Ces conclusions devraient entraîner une révision à la baisse de la quantité de carbone que l'humanité peut produire pour respecter l'objectif de l'Accord de Paris de limiter à moins de 2 degrés la hausse de la température mondiale moyenne, selon les auteurs de l'étude.

Actuellement, les forêts tropicales représentent 50% des capacités mondiales de l'absorption de carbone (par des techniques de séquestration), mais approchent de la saturation, face notamment à l'augmentation des émissions d'origine humaine.

La capacité des forêts à capter le CO2 dans l'atmosphère par la photosynthèse est aussi entamée par la disparition d'arbres, pour cause d'incendie, de sécheresse ou de déforestation.

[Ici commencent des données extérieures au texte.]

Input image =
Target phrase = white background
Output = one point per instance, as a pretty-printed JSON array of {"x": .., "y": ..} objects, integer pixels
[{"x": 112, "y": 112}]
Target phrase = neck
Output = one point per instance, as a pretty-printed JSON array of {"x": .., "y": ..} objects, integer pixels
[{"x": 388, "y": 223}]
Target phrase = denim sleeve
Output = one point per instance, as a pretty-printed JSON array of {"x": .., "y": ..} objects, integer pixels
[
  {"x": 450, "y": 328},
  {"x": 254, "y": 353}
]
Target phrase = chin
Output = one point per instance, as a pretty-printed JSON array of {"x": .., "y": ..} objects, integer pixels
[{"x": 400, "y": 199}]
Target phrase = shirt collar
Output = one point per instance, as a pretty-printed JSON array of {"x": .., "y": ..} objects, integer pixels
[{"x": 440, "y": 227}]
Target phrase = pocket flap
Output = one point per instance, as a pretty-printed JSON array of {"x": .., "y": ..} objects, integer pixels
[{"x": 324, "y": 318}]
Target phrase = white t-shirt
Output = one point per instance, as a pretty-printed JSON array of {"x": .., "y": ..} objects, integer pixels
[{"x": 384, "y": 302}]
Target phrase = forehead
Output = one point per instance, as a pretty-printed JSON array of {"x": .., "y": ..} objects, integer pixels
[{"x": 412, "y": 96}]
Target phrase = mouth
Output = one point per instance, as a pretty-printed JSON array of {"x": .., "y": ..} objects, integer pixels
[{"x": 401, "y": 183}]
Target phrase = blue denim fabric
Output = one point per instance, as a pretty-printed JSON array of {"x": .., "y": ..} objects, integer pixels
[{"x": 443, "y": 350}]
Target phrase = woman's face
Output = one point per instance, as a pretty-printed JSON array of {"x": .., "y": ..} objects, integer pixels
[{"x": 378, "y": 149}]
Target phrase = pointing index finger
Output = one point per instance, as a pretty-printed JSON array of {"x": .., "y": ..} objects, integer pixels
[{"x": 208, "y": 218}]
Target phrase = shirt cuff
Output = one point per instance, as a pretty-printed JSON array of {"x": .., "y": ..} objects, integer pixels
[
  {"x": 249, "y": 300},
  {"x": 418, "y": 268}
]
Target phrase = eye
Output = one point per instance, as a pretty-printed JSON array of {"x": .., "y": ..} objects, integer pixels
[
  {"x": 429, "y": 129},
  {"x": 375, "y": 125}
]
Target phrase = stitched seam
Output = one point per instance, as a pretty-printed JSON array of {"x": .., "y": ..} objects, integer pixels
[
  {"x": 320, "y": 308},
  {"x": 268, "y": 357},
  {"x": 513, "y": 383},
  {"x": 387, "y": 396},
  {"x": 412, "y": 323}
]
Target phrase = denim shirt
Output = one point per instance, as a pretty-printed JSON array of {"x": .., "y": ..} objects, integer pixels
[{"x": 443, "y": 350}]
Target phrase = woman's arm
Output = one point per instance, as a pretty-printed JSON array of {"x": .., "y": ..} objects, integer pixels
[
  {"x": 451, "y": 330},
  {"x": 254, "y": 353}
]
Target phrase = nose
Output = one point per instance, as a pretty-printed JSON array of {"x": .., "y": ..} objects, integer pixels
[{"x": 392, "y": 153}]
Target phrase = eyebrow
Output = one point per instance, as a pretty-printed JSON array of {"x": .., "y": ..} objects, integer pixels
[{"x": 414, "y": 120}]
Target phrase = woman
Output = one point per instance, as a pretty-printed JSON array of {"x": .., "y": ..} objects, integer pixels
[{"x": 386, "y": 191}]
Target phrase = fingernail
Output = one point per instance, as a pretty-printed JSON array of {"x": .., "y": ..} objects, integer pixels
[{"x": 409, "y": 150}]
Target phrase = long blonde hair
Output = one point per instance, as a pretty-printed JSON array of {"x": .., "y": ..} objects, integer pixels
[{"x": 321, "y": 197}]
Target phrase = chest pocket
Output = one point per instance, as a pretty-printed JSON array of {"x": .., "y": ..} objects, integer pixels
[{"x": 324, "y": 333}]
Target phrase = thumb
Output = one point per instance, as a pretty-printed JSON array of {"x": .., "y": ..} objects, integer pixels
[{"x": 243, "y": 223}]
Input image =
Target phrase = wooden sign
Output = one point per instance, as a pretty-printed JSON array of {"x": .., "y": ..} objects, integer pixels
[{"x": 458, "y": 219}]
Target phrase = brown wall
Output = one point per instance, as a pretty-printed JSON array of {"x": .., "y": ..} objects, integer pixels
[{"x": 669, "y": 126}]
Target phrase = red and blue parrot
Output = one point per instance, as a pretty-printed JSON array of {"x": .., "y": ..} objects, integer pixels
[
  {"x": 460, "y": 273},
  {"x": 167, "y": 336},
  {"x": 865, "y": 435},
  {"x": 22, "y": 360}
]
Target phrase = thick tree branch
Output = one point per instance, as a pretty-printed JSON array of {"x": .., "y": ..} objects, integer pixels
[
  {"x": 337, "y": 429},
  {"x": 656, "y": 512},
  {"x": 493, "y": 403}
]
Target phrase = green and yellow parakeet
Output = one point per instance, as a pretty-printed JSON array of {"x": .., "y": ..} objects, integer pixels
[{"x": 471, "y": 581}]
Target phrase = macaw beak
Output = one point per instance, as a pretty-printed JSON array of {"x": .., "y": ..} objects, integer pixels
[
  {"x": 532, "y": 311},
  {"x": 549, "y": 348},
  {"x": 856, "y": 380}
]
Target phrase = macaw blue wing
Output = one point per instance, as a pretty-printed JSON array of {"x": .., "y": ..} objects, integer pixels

Cette capacité chute bien plus vite en Amazonie que dans les forêts d'Afrique subsaharienne.

Une équipe de dizaines de chercheurs, en Europe et en Afrique, a suivi la croissance des arbres et leur mortalité sur 50 ans dans des forêts tropicales africaines et comparé ces données à des informations similaires sur la forêt amazonienne.

Conclusion: si certaines forêts ont grandi plus vite, dopées par le carbone dans l'atmosphère, ces maigres gains sont effacés par les sécheresses et les pics de température.

En extrapolant ces données sur les 20 prochaines années, selon cett étude, la capacité des forêts africaines à absorber le carbone va décliner de 14% d'ici à 2030, et celle de l'Amazonie tomber à zéro avant 2035.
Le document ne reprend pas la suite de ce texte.